Something seemed to have dawned on him and he was raving hysterically: “Sekuru
ndadya mari yangu, kani” (Malume ngidle imali yami phela). Malume, who had since
taken to the floor, barely paid attention and would respond: “Ndozvakanaka
muzukuru. Idya mari yako uri mupenyu.” (Yikho okulungileyo ukudla imali yakho
usaphila mzukulu).
He was obviously oblivious to the anguish scribbled all over the young man’s face.
Finally the penny had dropped.
That crumbled ten dollar note the young man had picked was actually his own
money which he had unwittingly dropped at the urinary.
He had gone on a frenzy squandering that money in the mistaken belief that it was
loot. A very tragic case of book-keeping gone awry.
Business, in its most refined form, has not existed in our indigenous communities for
a long time.
Admittedly, it is a fairly foreign idea. I shall single out two aspects of business: What
gives rise to it and what sustains it.
The first dimension is the business concept or idea and this has always been with
us. However, the second dimension has never been that simple with our
entrepreneurs – to the extent they often resort to juju.
Indeed this has been their Achilles ‘heel. Sustaining a business has oftentimes been
a nightmare: Most likely because this involves the crunching of numbers, which is
not always a pleasurable exercise.
During my days as a Maths teacher, I always took the opportunity to bemoan the
tragedy of Mathematics to my students: Maths was meant not to make our lives
unbearable and miserable like it does oftentimes.

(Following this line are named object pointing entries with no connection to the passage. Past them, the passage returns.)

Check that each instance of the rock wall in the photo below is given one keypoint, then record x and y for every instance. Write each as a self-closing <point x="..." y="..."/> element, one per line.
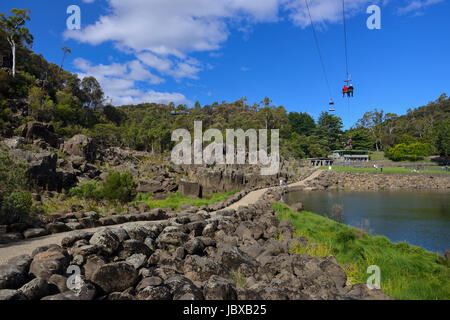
<point x="385" y="181"/>
<point x="232" y="255"/>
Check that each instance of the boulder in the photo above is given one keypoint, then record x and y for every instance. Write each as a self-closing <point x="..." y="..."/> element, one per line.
<point x="183" y="289"/>
<point x="155" y="293"/>
<point x="136" y="232"/>
<point x="114" y="277"/>
<point x="132" y="247"/>
<point x="149" y="186"/>
<point x="35" y="289"/>
<point x="92" y="265"/>
<point x="11" y="295"/>
<point x="53" y="261"/>
<point x="81" y="146"/>
<point x="106" y="240"/>
<point x="57" y="227"/>
<point x="34" y="233"/>
<point x="190" y="189"/>
<point x="14" y="273"/>
<point x="73" y="237"/>
<point x="37" y="130"/>
<point x="218" y="288"/>
<point x="137" y="261"/>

Whoever invented addition and subtraction meant well for humanity. We just have to
crunch the data in order to figure out the right price – a price good enough to be
afforded by the customer and good enough to give us a good return.

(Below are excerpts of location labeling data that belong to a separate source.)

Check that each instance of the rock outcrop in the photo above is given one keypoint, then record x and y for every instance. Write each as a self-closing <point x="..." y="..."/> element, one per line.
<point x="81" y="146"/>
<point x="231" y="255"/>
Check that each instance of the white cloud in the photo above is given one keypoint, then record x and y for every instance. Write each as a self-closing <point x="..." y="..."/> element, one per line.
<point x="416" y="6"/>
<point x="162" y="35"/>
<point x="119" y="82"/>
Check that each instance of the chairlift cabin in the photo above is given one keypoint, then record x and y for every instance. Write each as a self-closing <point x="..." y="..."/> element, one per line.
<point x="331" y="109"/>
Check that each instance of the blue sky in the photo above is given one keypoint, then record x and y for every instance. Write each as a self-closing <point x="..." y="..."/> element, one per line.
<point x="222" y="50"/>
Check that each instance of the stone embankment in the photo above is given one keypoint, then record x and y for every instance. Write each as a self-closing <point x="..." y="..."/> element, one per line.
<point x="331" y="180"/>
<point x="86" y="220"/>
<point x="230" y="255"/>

Crunching the figures enables us to draw the line between what belongs to us as
business owners and the business itself: Between the profit – the reward for our
sweat and the working capital – the lifeblood which nourishes the business.
I have known businesspersons who willy-nilly dole out goodies from the shelves to
friends and relatives, oftentimes as a way of flaunting their riches.

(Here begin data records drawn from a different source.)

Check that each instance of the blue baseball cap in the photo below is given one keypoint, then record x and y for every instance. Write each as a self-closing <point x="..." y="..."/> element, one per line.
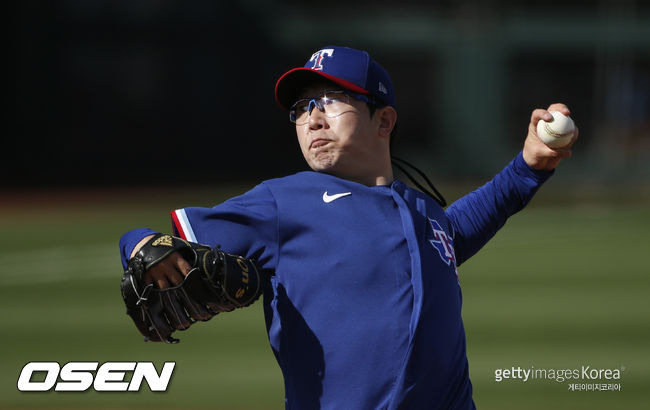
<point x="351" y="69"/>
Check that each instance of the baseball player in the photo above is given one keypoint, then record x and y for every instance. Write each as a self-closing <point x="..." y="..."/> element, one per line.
<point x="358" y="270"/>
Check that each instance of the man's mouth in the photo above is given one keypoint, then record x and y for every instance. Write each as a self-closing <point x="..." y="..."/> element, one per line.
<point x="319" y="142"/>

We often wrongly measure our business success in terms of how many cars and
side chicks we have, and not the size of the business.
Many a businessperson has been taken to the cleaners because they could not meet
their dues.
There is a special breed of entrepreneurs, which has a knack for telling apart
between profit and working capital.
These are the street vendors who ply their trade on the pavements. A savvy lot these
ladies are.
Mai Prince, a vegetable vendor who operates just outside Coolland Supermarket, is
one such celebrated entrepreneur.
These women would meticulously take away from total sales, money for re-ordering
and money for the Municipality’s daily dues, to make sure the business stayed afloat.
They are a frugal lot, they know very well that if they look after the pennies, the
pounds will look after themselves.
Little wonder this ilk of entrepreneur, when they graduate into big businesses, they
invariably make sober and well-disciplined business directors.
There is the story of George Tavengwa, the founder of Mushandira Pamwe Bus
Company and hotel, who had his humble beginnings as a vegetable vendor. It all
traces back to their beginnings.
For a small business, bigger than a street vendor, besides working capital (re-order
money) and rentals, other critical monies to be put aside would include wages, water
and electricity bills and transport costs.
Should these expenses prove to be too much, then there would be need to trim
down say on the number of workers and if need be, you become one of them. (They
say if you want to live like a king you would have to work like a slave.)
Whatever remains after all these expenses have been accounted for, is your
PROFIT- the price of your sweat.
You really do not need to be a qualified accountant to succeed in business. You just
need to know what belongs to you and what belongs to the business (and at some
point later, what belongs to the State by way of taxes!).
We may need to take a leaf from the vegetable vendor’s manual: Keep the books
properly or you will be singing the blues alongside the young man of The Vito.